MPCA asks for mercury reduction in town’s water

Brian Larsen

Since receiving notice in the summer of 2016, the city of Grand Marais has continued its talks with the Minnesota Pollution Control Agency (MPCA) over the agency's request that the city keep its effluent below 1.3 nanograms per liter of mercury in its treated water.

Grand Marais is one of 12 communities whose treated water goes into Lake Superior. All of those communities have been asked by MPCA to meet the new mercury limit, but because each one’s treatment plant differs from the rest, there isn’t a “one size fits all” solution.

Currently, said city administrator Mike Roth, the city has hired AE25, an engineering company who is doing a facilities study “to evaluate what solutions we have.”

Every five years MPCA issues new waste water permits to cities, and the permit for Grand Marais has expired.

“We are working on a renewal with MPCA,” said Roth. “But it’s on hold until we get the results of the facility study. We aren’t just looking at the treatment facility, but our collection system as well. I don’t want anyone to think this is a simple maintenance issue.”

What troubles city officials is the exorbitant cost to remove a teeny amount of mercury per year from the effluent which is discharged into Lake Superior.

The minute amounts of mercury emitted from the Grand Marais wastewater treatment plant comes from what is termed “non-point sources,” said Grand Marais Water/Sewer Plant Manager Tom Nelson, which means it isn’t produced by the city, but comes from other places.

One of the biggest contributors to mercury pollution is coal fired power plants. Mercury is emitted into the air from the plants’ stacks, traveling far from where it originates, and falls into lakes, streams, and ponds. At that point bacteria changes mercury into methylmercury, a carcinogen which is passed to fish and then into the people that eat those fish.

A 2011 study by the Minnesota Department of Health (MDH) showed that 10 percent of newborns tested in the North Shore – Arrowhead region had mercury above levels of concern in their blood. Too much mercury can cause lasting problems with understanding and learning.

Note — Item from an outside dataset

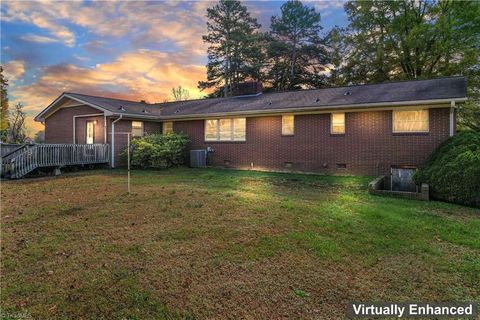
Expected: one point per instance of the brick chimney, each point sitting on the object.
(247, 88)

That MDH study led to the FISH (fish are important to superior health) project, a collaboration among Sawtooth Mountain Clinic, Grand Portage Health Service, North Shore Health, Grand Portage Band of Lake Superior Chippewa Trust Lands, and MDH to reduce mercury exposure in women in the area and pilot an in-clinic screening for high mercury exposure. Nearly 500 women from Cook County, Grand Portage, and the surrounding area participated in the FISH Project.

Down the shore the City of Two Harbors has invested $4 million into screens that collect mercury. Other communities are looking to the state to provide loans to help meet the cost of upgrading their treatment plants to catch the mercury.

“I don’t want to count on the state to give us a loan for this project,” said Roth. “I’m not sure the state even has a program to give loans for this. Once the AE completes the study we can review the results with the MPCA and go from there. Until then, we don’t know what we will be required to do.”